Lipnic’s career with the EEOC started in 2010 when President Obama appointed her to the federal agency, and she was confirmed by the U.S. Senate for a term ending on July 1, 2015. President Obama later nominated her a second time, and the Senate confirmed her appointment in November of 2015. Her current term is set to expire on July 1, 2020.

Lipnic previously was in private practice and served as Assistant Secretary of Labor for Employment Standards at the U.S. Department of Labor (DOL) from 2002 to 2009. The Employment Standards Administration, which was eliminated in 2009, previously oversaw the Wage and Hour Division, the Office of Federal Contract Compliance Programs (OFCCP), the Office of Labor-Management Standards, and the Office of Workers’ Compensation Programs. While Lipnic was assistant labor secretary, the OFCCP issued the first regulation to evaluate compensation discrimination.

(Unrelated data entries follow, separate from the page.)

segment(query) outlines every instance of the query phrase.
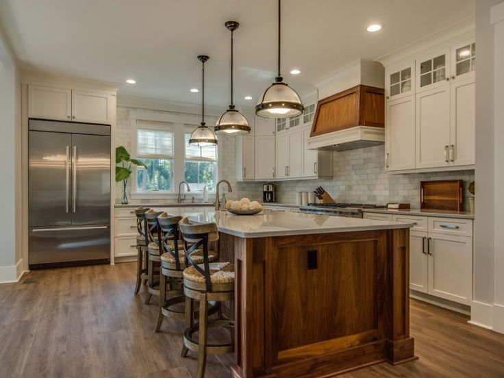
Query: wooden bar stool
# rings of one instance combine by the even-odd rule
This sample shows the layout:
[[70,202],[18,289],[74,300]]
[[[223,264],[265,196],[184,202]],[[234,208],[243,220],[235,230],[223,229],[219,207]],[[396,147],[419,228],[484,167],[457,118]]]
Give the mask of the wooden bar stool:
[[147,223],[145,212],[149,207],[138,207],[135,209],[136,215],[136,229],[138,235],[136,236],[137,267],[136,267],[136,286],[135,294],[138,294],[142,281],[147,282]]
[[[184,240],[186,258],[190,265],[184,270],[184,292],[186,295],[186,330],[184,332],[182,357],[189,349],[198,353],[197,377],[205,375],[207,355],[226,354],[234,351],[234,266],[231,262],[210,262],[208,242],[218,240],[217,227],[214,223],[190,223],[187,218],[179,223]],[[188,247],[188,243],[194,243]],[[198,264],[191,258],[197,249],[203,250],[203,264]],[[194,301],[199,301],[199,322],[194,323]],[[231,309],[229,319],[220,316],[208,319],[208,302],[229,301]],[[229,329],[231,342],[224,344],[208,343],[208,328],[220,327]],[[199,333],[199,340],[192,338]]]
[[162,212],[155,212],[149,210],[145,213],[147,230],[148,260],[147,260],[147,297],[145,298],[145,304],[148,305],[151,301],[153,294],[159,296],[159,271],[160,256],[162,250],[160,250],[160,242],[161,240],[161,230],[158,223],[158,216]]
[[[181,240],[178,240],[179,221],[181,216],[171,216],[163,213],[158,217],[158,221],[161,229],[161,244],[164,253],[161,255],[161,271],[160,272],[160,311],[158,317],[158,324],[155,331],[159,332],[165,316],[184,318],[185,309],[181,308],[180,303],[185,302],[186,297],[183,290],[173,290],[174,288],[183,285],[184,270],[188,267],[185,257],[184,245]],[[197,249],[190,255],[191,259],[197,264],[203,262],[202,249]],[[210,262],[217,261],[218,254],[212,251],[208,253],[208,260]],[[181,295],[166,299],[166,285],[170,286],[173,293],[178,292]],[[163,290],[162,288],[165,288]],[[220,310],[220,305],[214,305],[209,310],[210,314],[213,314]]]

In addition to her work with the DOL, Lipnic previously served as workforce policy counsel for the majority Republican members of the House Committee on Education and the Workforce.

In an EEOC press release, Lipnic commented,

I am honored and humbled to be chosen by President Trump to serve as Acting Chair of EEOC, the agency which safeguards the civil rights of American workers . . . I believe equal employment opportunity is critical to all Americans and to how we define ourselves as a nation. I look forward to working with the President, my colleagues at EEOC, Congress, and, of course, the American people in this critical task.

Appointment of the new acting chair raises questions regarding whether the revised annual Employer Information Report (EEO-1) is here to stay. As recently as September of 2016, the EEOC officially announced that, starting in March of 2018, it would start collecting summary employee pay data and total hours worked information from employers with 100 or more employees. If the new reporting requirements go into effect as planned, their implementation would mark the first time pay information would be reported on the EEO-1 filing. Whether or not this controversial new data collection tool will take effect will depend on the course of Lipnic’s efforts as the EEOC chair.